Semen Indonesia di Mata Abetnego

Gubernur Jawa Tengah, Ganjar Pranowo, pada Kamis 23 Februari 2017 lalu menerbitkan izin lingkungan kegiatan penambangan PT Semen Indonesia di Rembang.

Sebelumnya, tahun 2012, Gubernur Jawa Tengah yang saat itu dijabat Bibit Waluyo menerbitkan izin lingkungan penambangan atas nama PT Semen Gresik. Namun pada 5 Oktober 2016, izin tersebut berakhir dengan keputusan PK MA yang menugaskan Gubernur Jawa Tengah mencabutnya.
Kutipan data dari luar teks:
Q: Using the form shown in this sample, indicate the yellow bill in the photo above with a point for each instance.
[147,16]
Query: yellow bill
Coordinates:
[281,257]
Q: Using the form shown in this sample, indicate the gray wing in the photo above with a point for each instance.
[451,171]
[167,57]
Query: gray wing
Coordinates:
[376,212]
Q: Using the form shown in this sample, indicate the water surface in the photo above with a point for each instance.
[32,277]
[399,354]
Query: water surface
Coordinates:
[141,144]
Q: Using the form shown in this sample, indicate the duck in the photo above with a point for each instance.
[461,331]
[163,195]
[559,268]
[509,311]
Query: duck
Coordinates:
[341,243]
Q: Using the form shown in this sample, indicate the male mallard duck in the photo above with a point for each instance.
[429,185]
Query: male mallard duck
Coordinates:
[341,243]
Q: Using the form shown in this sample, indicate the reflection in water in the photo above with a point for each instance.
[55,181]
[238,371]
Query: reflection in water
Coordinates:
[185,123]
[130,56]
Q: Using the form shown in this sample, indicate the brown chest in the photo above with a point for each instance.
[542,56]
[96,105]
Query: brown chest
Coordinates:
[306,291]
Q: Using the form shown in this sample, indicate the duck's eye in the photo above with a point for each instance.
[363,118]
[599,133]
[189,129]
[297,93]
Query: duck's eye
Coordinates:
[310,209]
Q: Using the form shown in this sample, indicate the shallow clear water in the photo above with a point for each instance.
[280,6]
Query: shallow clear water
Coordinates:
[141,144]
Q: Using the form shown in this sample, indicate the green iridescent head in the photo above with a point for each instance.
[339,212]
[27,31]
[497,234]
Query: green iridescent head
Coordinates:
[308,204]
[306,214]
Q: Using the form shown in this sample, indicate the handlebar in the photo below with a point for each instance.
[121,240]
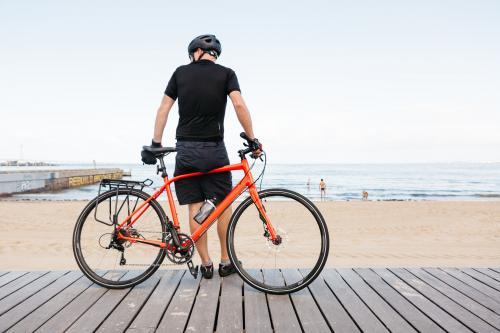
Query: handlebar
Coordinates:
[252,144]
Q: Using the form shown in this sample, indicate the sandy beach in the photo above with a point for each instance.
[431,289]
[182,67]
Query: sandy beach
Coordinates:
[37,235]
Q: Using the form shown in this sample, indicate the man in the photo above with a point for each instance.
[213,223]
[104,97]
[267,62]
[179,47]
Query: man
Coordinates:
[202,88]
[322,188]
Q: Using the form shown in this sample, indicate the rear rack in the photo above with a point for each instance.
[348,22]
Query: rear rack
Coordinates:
[114,205]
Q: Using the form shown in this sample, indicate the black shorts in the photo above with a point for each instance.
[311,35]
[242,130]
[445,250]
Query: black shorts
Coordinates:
[194,156]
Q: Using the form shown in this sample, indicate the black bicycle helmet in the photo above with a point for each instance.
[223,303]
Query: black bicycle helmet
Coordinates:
[208,43]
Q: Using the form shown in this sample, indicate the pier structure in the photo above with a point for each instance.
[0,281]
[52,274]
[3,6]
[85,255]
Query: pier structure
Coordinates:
[12,182]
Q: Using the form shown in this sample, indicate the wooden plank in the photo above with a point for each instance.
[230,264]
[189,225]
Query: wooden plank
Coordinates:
[482,312]
[20,311]
[464,288]
[453,308]
[255,307]
[177,314]
[338,319]
[126,311]
[361,314]
[489,272]
[151,313]
[230,318]
[283,315]
[202,317]
[309,314]
[28,290]
[485,289]
[406,309]
[43,313]
[442,318]
[391,319]
[100,310]
[16,284]
[6,278]
[72,311]
[492,283]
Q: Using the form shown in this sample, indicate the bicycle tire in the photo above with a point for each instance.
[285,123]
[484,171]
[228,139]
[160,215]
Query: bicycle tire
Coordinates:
[77,251]
[310,275]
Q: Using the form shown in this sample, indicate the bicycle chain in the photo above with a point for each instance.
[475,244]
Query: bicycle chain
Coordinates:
[146,265]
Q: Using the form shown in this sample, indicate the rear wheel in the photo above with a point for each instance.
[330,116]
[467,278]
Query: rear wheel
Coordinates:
[116,263]
[289,264]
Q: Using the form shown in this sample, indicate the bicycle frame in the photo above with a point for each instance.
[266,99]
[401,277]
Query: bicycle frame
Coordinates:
[246,182]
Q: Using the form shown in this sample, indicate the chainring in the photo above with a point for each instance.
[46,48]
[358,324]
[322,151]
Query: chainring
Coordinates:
[178,256]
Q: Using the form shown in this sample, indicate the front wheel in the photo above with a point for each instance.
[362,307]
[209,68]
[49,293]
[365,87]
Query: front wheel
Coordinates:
[272,266]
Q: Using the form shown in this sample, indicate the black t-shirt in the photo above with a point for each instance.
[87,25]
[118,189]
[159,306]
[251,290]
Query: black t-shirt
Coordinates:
[202,88]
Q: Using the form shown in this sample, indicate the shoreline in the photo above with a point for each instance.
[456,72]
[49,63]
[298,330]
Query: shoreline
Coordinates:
[362,234]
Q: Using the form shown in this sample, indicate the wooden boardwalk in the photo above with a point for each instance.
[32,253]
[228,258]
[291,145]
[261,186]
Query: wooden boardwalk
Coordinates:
[340,300]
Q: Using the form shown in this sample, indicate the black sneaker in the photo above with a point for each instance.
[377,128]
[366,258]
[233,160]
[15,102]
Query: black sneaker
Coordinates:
[227,269]
[207,271]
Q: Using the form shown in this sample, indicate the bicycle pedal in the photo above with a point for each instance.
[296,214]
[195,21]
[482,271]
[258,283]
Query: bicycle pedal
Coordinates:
[193,269]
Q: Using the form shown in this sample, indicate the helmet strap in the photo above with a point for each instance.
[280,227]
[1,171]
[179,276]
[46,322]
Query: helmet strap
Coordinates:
[211,52]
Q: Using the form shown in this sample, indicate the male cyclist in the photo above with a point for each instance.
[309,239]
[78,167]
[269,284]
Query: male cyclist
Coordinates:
[202,88]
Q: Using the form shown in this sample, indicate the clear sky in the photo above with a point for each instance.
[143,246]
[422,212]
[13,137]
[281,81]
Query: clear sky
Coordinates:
[325,81]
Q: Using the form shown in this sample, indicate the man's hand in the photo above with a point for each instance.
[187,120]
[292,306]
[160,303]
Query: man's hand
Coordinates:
[256,147]
[148,157]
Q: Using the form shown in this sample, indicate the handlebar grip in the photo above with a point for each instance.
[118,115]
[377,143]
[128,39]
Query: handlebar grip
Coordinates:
[243,135]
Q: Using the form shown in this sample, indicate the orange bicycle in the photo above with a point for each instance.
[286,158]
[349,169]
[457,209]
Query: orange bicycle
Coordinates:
[123,235]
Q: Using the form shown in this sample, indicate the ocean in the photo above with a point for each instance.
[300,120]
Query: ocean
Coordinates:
[440,181]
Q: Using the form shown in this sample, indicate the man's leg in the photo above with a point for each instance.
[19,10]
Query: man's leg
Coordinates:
[222,225]
[202,243]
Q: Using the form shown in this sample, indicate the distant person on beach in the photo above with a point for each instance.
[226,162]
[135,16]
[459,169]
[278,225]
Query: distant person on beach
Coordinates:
[202,87]
[322,189]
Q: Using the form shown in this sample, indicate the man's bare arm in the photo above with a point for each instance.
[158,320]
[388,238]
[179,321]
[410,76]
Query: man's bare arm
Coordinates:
[242,113]
[161,117]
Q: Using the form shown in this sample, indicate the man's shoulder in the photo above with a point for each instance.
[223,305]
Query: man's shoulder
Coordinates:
[188,67]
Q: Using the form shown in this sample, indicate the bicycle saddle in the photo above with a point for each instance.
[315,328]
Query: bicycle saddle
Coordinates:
[159,151]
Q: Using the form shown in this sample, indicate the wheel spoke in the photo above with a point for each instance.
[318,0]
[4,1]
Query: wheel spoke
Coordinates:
[95,251]
[303,240]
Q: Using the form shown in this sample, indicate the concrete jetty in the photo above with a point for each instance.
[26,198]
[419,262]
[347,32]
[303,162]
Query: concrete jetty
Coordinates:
[12,182]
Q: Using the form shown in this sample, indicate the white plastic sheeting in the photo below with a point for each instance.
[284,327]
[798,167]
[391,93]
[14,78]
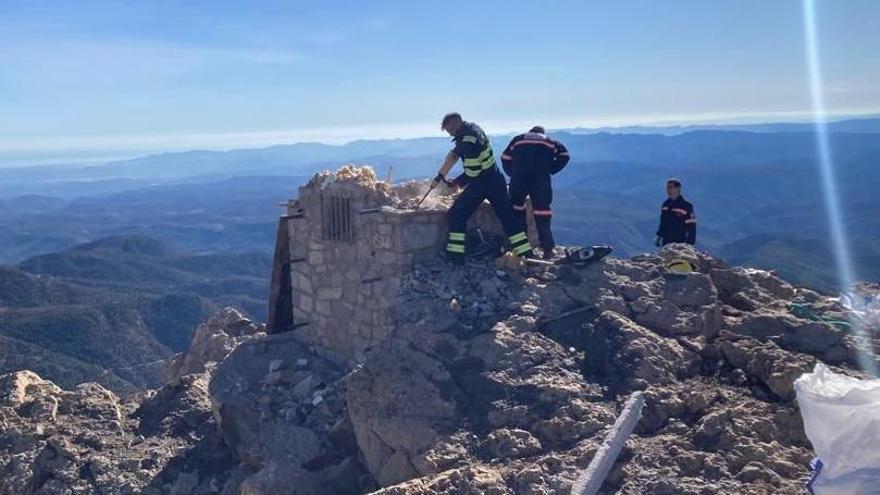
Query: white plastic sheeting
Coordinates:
[842,420]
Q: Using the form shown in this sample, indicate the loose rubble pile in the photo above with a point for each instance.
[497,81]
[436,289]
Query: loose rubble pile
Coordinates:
[498,380]
[363,177]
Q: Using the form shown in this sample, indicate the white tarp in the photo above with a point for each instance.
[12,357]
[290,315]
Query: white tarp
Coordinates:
[842,420]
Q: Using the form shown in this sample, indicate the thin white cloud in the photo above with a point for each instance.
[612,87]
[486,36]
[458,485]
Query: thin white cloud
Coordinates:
[344,134]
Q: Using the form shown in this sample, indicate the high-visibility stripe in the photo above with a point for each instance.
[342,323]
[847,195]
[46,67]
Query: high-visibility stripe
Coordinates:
[535,141]
[517,238]
[522,249]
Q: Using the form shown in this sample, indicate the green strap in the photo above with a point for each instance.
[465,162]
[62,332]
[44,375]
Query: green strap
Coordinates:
[519,237]
[455,248]
[522,249]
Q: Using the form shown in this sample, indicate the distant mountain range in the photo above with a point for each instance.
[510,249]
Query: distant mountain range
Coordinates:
[111,310]
[755,182]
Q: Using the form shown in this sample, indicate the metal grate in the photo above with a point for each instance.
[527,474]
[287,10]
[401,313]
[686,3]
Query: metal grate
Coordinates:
[336,224]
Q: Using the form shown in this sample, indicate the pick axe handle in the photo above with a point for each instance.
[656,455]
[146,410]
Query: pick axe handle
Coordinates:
[433,185]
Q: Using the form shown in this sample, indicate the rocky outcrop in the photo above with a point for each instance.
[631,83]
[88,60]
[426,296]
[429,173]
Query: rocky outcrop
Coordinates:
[498,379]
[89,441]
[212,342]
[281,410]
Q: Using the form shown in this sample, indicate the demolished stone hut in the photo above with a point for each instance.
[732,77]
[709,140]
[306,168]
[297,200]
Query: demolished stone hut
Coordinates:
[343,246]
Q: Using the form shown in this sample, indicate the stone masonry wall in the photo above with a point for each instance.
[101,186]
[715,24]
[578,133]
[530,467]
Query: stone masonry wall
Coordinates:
[342,291]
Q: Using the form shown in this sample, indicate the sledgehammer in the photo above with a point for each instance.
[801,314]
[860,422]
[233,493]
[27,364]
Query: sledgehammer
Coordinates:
[433,185]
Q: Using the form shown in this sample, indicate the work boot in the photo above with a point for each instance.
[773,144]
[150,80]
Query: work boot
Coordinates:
[549,253]
[445,255]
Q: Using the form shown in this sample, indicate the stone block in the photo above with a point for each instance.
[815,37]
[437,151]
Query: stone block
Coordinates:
[329,293]
[306,303]
[316,257]
[324,309]
[302,283]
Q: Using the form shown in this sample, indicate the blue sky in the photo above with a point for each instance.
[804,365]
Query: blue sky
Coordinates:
[90,77]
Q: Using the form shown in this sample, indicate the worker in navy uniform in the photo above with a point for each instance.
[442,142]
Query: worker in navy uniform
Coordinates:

Atas dasar putusan tersebut, Ganjar Pranowo mencabut Keputusan Gubernur Jawa Tengah Nomor 660.1/17/2012 Tahun 2012 tanggal 7 Juni 2012 sebagaimana telah diubah oleh Keputusan Gubernur Jawa Tengah Nomor 660.1/30/2016 Tahun 2016 tanggal 9 November 2016 tentang Izin Lingkungan Kegiatan Penambangan Bahan Baku Semen dan Pembangunan Serta Pengoperasian Pabrik Semen PT Semen Indonesia (Persero) Tbk di Kabupaten Rembang, Provinsi Jawa Tengah.

Tetapi kemudian, izin lingkungan dengan Nomor 660.1/6 Tahun 2017 yang didasari atas hasil rekomendasi dalam sidang Komisi Penilai Amdal (KPA) yang terdiri dari unsur pemerintah, pakar, akademisi perguruan tinggi, LSM, dan masyarakat dan dinyatakan layak berooerasi, nyatanya masih mendapat penolakan dari sekelompok warga yang dimotori Joko Prianto dan Gunretno.
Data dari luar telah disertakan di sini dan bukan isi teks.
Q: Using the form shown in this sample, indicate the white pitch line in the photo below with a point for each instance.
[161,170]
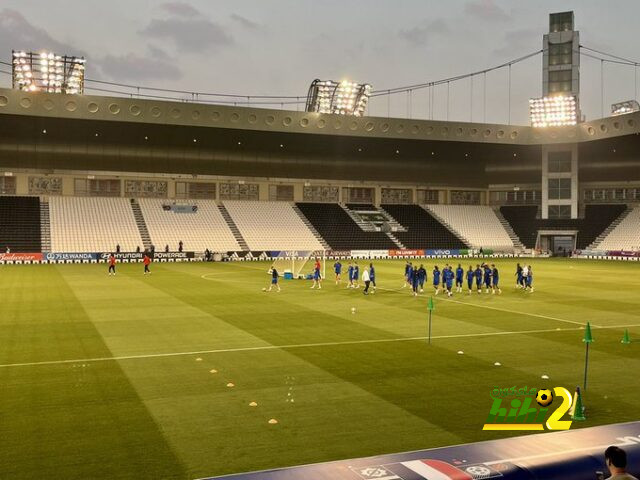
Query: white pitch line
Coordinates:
[518,313]
[503,310]
[297,345]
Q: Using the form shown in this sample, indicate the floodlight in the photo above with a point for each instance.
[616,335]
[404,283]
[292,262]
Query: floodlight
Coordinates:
[554,111]
[622,108]
[342,98]
[48,72]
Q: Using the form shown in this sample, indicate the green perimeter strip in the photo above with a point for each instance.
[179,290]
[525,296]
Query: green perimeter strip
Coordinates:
[81,420]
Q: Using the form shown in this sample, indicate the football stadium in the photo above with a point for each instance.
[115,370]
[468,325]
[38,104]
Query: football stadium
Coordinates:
[350,284]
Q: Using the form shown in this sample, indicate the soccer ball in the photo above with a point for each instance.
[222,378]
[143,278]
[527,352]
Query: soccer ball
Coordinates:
[544,397]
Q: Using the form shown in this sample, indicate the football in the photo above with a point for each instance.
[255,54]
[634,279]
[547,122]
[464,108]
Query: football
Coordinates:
[544,397]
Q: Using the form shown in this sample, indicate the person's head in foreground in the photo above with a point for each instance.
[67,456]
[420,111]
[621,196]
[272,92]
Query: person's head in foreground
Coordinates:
[616,460]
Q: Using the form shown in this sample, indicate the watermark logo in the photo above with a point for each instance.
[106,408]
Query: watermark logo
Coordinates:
[529,409]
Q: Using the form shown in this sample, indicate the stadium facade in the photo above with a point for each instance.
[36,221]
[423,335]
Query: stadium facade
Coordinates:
[318,181]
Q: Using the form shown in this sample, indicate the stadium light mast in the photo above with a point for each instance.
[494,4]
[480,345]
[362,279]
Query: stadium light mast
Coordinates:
[560,101]
[47,72]
[342,98]
[559,106]
[622,108]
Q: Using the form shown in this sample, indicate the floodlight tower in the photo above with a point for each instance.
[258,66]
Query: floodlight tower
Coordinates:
[47,72]
[559,107]
[342,98]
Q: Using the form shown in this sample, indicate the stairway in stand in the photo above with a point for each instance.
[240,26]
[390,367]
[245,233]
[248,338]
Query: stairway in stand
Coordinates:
[45,225]
[514,238]
[142,225]
[233,227]
[310,226]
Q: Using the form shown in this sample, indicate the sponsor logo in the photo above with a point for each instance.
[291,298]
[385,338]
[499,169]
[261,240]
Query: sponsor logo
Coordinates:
[12,257]
[402,253]
[528,409]
[71,256]
[174,255]
[339,253]
[426,469]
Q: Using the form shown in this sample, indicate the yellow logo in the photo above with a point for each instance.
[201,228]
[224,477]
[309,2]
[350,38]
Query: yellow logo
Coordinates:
[521,413]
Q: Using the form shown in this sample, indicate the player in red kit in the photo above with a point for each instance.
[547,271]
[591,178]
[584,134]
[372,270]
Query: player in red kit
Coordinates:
[112,264]
[147,262]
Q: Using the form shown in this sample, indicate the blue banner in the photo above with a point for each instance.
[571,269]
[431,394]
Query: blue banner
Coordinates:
[568,455]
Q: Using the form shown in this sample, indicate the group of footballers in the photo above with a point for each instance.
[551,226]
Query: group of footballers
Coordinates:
[146,260]
[353,276]
[484,275]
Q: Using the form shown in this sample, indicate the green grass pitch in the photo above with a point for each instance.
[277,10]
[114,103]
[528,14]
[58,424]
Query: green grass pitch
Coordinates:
[126,376]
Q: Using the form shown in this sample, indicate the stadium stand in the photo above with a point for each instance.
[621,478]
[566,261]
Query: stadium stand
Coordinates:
[340,231]
[20,224]
[202,229]
[597,218]
[478,226]
[625,235]
[423,230]
[92,224]
[271,226]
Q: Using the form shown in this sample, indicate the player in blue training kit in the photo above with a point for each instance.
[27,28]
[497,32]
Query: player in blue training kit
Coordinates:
[459,278]
[317,277]
[356,276]
[487,277]
[408,269]
[478,273]
[274,279]
[422,277]
[415,281]
[372,277]
[436,279]
[519,278]
[529,280]
[337,267]
[470,276]
[447,279]
[496,279]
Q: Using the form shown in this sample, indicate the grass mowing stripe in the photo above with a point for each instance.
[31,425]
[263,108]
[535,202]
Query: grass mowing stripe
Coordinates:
[529,314]
[304,345]
[80,421]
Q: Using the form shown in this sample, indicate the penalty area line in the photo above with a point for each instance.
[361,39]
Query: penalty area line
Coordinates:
[529,314]
[299,345]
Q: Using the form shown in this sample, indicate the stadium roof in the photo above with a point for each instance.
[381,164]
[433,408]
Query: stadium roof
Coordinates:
[135,110]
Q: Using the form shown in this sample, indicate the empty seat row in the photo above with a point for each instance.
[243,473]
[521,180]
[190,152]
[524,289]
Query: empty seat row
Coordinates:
[339,230]
[20,224]
[477,224]
[597,218]
[92,224]
[271,226]
[423,230]
[626,235]
[199,226]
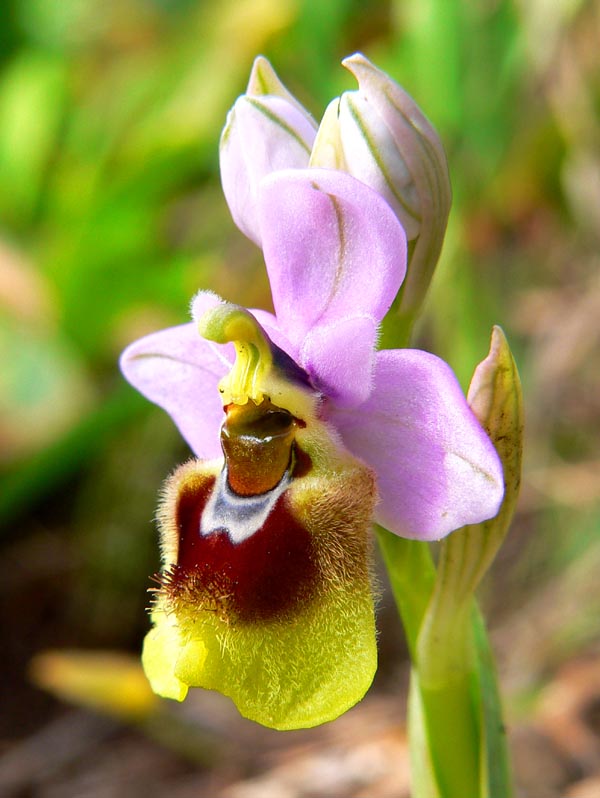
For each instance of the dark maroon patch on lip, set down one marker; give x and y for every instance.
(263, 577)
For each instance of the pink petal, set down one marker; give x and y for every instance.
(262, 135)
(333, 249)
(437, 469)
(179, 371)
(342, 371)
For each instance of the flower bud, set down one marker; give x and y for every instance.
(266, 130)
(381, 137)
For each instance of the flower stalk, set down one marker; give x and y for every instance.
(454, 706)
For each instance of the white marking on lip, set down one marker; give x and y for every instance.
(239, 516)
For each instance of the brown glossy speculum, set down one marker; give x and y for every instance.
(257, 442)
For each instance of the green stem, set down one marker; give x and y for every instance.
(412, 577)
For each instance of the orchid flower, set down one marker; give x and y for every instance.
(304, 435)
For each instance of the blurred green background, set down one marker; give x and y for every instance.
(112, 216)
Bila menilik pada 2 keputusan Gubernur tahun 2012 dan 2017 merupakan dua keputusan yang mempunyai objek berbeda. Izin lingkungan Nomor 660.1/6 Tahun 2017 dikeluarkan atas nama PT Semen Indonesia (Persero) Tbk dengan kapasitas produksi 3 juta ton pertahun dan area tambang seluas 293 hektar yang hanya mampu melakukan eksploitasi sekira 20-30 tahun saja. Ini berbeda dengan izin tahun 2012 atas nama Semen Gresik dengan area tambang seluas 525 hektar dan mampu beroperasi selama 120 tahun. Perubahan tersebut didasarkan pada rekomendasi pakar dalam pertimbangan Majelis Hakim PK MA yang harus mengakomodir poin pembatasan dan tata cara penambangan serta aspke konkrit kebutuhan warga. Dan secara hukum menurut FX Adji Samekto, Ketua Program Doktor Ilmu Hukum Universitas Diponegoro,
perusahaan seperti Semen Indonesia yang sebelumnya telah dicabut izin lingkungannya kemudian mengajukan pembaruan kembali tidak dilarang.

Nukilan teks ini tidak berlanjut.